As condições são favoráveis tanto para quem já tem reserva, quanto para quem conta com ferramentas que antecipam recursos do FGTS. Imobiliárias e construtoras já relatam aumento na procura por apartamentos compactos e studios.
Os números e depoimentos a seguir mostram por que a expectativa é de expansão do setor, conforme projeções da Abecip.
Expansão do crédito e sinais para 2026
Segundo a Abecip, o setor deve registrar um crescimento de 16% no volume de financiamentos este ano, com os recursos do SBPE alcançando R$180 bilhões, uma alta de 15% em relação a 2025. Em 2025, a poupança financiou 458 mil imóveis (volume 14% inferior ao período anterior), o que mostra recuperação e espaço para avanço.
Além disso, o orçamento recorde de R$145 bilhões para habitação social via FGTS e a nova regulamentação dos depósitos compulsórios, que injetou R$38 bilhões no sistema, ajudaram a reduzir as taxas de juros para pessoas físicas, tornando as parcelas mais sustentáveis.
FGTS Futuro e o novo perfil do comprador
Para a parcela mais jovem da população, o grande diferencial tem sido o FGTS Futuro. A modalidade permite que trabalhadores usem depósitos que ainda serão realizados por empregadores para abater prestações ou aumentar o poder de compra, funcionando como garantia para quem tem estabilidade no emprego, mas pouca reserva para entrada.
Com o novo teto de utilização do fundo para imóveis de até R$2,25 milhões, o sonho da casa própria torna-se alcançável para a Geração Z e millennials já no início da trajetória profissional. A mudança altera o perfil de demanda do mercado imobiliário, elevando a procura por unidades compactas e projetos com entrega mais rápida.
Reação do setor e estratégia das imobiliárias
Elza Rocha Loures, presidente da Rede Una Imóveis Conectados, resume o momento, “Vivemos o que analistas chamam de retomada consolidada. Esse crescimento de 16% no crédito não é por acaso, ele é sustentado pela estabilidade inflacionária e pela queda gradual da Selic, que torna as parcelas mais leves a longo prazo. Isso acelera o giro dos estoques das imobiliárias”, afirma.
Adalberto Scherer, diretor comercial da imobiliária Cibraco, destaca a adaptação das empresas, “Estruturamos uma estratégia que une portfólio próprio, prospecção contínua e forte presença digital. Com o apoio de agências especializadas, conseguimos enfrentar a concorrência de plataformas menos estruturadas”, relata Scherer.
O que muda no bolso do comprador
Com a queda da Selic e medidas que ampliam o acesso ao FGTS, as parcelas ficam mais leves, e prazos e valores financiáveis melhoram.

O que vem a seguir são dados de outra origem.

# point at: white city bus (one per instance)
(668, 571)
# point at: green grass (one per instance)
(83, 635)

Isso amplia o universo de quem pode contratar crédito imobiliário e reduz a dependência apenas de poupança tradicional.
Para quem pretende comprar nos próximos meses, a dica é verificar elegibilidade ao FGTS Futuro, comparar ofertas de crédito e considerar unidades compactas, que têm sido as mais procuradas por compradores entre 35 e 40 anos e por jovens profissionais.